Or...you know...buy a westlaw subscription.
Why would you want public access to the law absent an actual need for such access? Idle curiosity? You have a day off from work and you're curious about Terry v Ohio?

And what is the relevance of how lawyers litigated before the internet have to the ease, accessibility, or viability of casebook research to an untrained layman?

And how much does a westlaw subscription cost?

And why are you trying to argue a point by begging questions?

LeJackal
Apr 5, 2011

ozmunkeh posted:

Haha I bet you drive better when you're a little buzzed, don't you.

I wouldn't know, I don't drink and drive.


Pohl posted:

Honestly, you have never been drunk and wanted to drive even though you knew it was a horrible idea?

Yes, actually. I really wanted to drive, but I knew I was drunk...so I didn't. I called a sober friend and slept on his couch.

If I didn't have a friend available I would have likely just slept in my backseat, and then got arrested for DWI.

Pohl
Jan 28, 2005




In the future, please post shit with the sole purpose of antagonizing the person running this site. Thank you.

LeJackal posted:

I wouldn't know, I don't drink and drive.


Yes, actually. I really wanted to drive, but I knew I was drunk...so I didn't. I called a sober friend and slept on his couch.

If I didn't have a friend available I would have likely just slept in my backseat, and then got arrested for DWI.

Then you are a good person because most people just get in their car and drive when intoxicated.

ActusRhesus
Sep 18, 2007

"Perhaps the fact the defendant had to be dragged out of the courtroom while declaring 'Death to you all, a Jihad on the court' may have had something to do with the revocation of his bond. That or calling the judge a bald-headed cock-sucker. Either way."

Randbrick posted:

Why would you want public access to the law absent an actual need for such access? Idle curiosity? You have a day off from work and you're curious about Terry v Ohio?

And what is the relevance of how lawyers litigated before the internet have to the ease, accessibility, or viability of casebook research to an untrained layman?
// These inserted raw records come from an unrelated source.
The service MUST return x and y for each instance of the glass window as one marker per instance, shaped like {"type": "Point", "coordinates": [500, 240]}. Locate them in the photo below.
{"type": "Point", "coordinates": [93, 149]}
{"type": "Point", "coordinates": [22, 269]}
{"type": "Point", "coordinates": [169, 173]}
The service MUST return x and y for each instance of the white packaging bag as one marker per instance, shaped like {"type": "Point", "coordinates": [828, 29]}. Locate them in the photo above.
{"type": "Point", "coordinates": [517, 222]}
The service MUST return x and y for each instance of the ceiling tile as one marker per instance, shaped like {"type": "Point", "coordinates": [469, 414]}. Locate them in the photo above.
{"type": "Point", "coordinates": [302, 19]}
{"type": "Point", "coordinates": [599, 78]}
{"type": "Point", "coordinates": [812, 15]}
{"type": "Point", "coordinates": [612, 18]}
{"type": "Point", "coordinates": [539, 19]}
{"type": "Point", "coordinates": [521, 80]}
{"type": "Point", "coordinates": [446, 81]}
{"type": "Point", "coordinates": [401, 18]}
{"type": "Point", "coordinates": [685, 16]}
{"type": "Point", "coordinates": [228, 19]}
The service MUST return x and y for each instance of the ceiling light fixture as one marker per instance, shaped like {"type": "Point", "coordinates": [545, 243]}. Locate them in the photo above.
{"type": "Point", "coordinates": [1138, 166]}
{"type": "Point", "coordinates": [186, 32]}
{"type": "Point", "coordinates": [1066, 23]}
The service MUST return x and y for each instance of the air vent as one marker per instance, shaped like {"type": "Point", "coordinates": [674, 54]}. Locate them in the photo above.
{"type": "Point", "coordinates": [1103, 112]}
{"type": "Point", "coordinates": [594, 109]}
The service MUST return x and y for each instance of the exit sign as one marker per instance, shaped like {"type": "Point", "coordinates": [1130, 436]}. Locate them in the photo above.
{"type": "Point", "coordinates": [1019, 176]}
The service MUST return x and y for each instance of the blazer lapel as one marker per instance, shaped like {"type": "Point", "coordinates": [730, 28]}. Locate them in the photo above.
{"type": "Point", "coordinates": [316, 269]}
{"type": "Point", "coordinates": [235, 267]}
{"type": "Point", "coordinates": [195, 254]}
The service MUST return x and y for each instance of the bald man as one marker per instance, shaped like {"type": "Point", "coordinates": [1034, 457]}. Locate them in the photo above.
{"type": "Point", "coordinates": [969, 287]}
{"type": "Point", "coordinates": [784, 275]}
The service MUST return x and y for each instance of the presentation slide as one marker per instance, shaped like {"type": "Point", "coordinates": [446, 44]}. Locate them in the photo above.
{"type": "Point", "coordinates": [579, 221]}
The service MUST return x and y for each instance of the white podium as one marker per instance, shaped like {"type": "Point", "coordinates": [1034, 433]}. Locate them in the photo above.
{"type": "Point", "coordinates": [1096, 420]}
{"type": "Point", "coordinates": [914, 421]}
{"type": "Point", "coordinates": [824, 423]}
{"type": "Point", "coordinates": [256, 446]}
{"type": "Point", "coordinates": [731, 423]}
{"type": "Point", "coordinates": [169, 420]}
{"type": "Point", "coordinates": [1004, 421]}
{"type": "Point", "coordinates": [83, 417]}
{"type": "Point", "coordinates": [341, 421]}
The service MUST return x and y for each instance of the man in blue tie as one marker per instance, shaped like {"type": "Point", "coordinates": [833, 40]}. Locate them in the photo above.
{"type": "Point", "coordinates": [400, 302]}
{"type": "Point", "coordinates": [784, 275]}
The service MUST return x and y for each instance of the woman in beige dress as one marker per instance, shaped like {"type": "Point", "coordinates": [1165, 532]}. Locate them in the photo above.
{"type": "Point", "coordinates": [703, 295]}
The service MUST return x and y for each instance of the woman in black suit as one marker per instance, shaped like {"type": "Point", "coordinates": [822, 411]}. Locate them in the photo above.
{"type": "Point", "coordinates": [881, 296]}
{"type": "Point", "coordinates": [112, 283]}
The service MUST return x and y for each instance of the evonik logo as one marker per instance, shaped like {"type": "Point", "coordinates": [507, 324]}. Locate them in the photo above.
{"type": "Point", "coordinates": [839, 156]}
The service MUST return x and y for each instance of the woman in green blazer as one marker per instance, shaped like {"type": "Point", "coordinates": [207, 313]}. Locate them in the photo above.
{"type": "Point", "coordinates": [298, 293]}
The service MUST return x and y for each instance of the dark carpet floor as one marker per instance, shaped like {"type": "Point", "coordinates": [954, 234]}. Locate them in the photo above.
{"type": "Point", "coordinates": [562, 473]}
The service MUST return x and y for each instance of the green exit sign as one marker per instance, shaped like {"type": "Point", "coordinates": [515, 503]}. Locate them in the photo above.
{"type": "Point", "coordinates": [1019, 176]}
And how much does a westlaw subscription cost?

And why are you trying to argue a point by begging questions?

Even if westlaw were free if you waive your right to effective counsel you are an idiot. Someone said the law is not available to the public. He's wrong.

As for pre internet litigation: proof than one can be very effective without westlaw. See eg every attorney in my office over the age of 50.

Randbrick
Sep 28, 2002
Welp I've been IDed in a show-up conducted 48 hours after the incident, and then interrogated with ambiguous indications I was free to leave, during which I made arguably inculpatory statements that may or may not be usable against me depending on a mixed fact and law inquiry.

And in the course of my arrest by warrant, the police found a plastic baggie hanging partially out of a box in my closet that may or may not be large enough to conceal a person, and it is ambiguous whether the discovery was made before or after my arrest, and I am uncertain when and where I was finally and formally under arrest while 5-6 police were in my home, several of whom were with the county sheriff, and two of which were with the city police.

On my way to the station house, I had an extended conversation with a very nice deputy about the dangers of substance abuse. I wonder what that was all about.

Good thing I've got a Westlaw subscription, like people do. Gonna figure this stuff out. Hopefully I'm not in jail without bond.

ActusRhesus
Sep 18, 2007

"Perhaps the fact the defendant had to be dragged out of the courtroom while declaring 'Death to you all, a Jihad on the court' may have had something to do with the revocation of his bond. That or calling the judge a bald-headed cock-sucker. Either way."

Randbrick posted:

Welp I've been IDed in a show-up conducted 48 hours after the incident, and then interrogated with ambiguous indications I was free to leave, during which I made arguably inculpatory statements that may or may not be usable against me depending on a mixed fact and law inquiry.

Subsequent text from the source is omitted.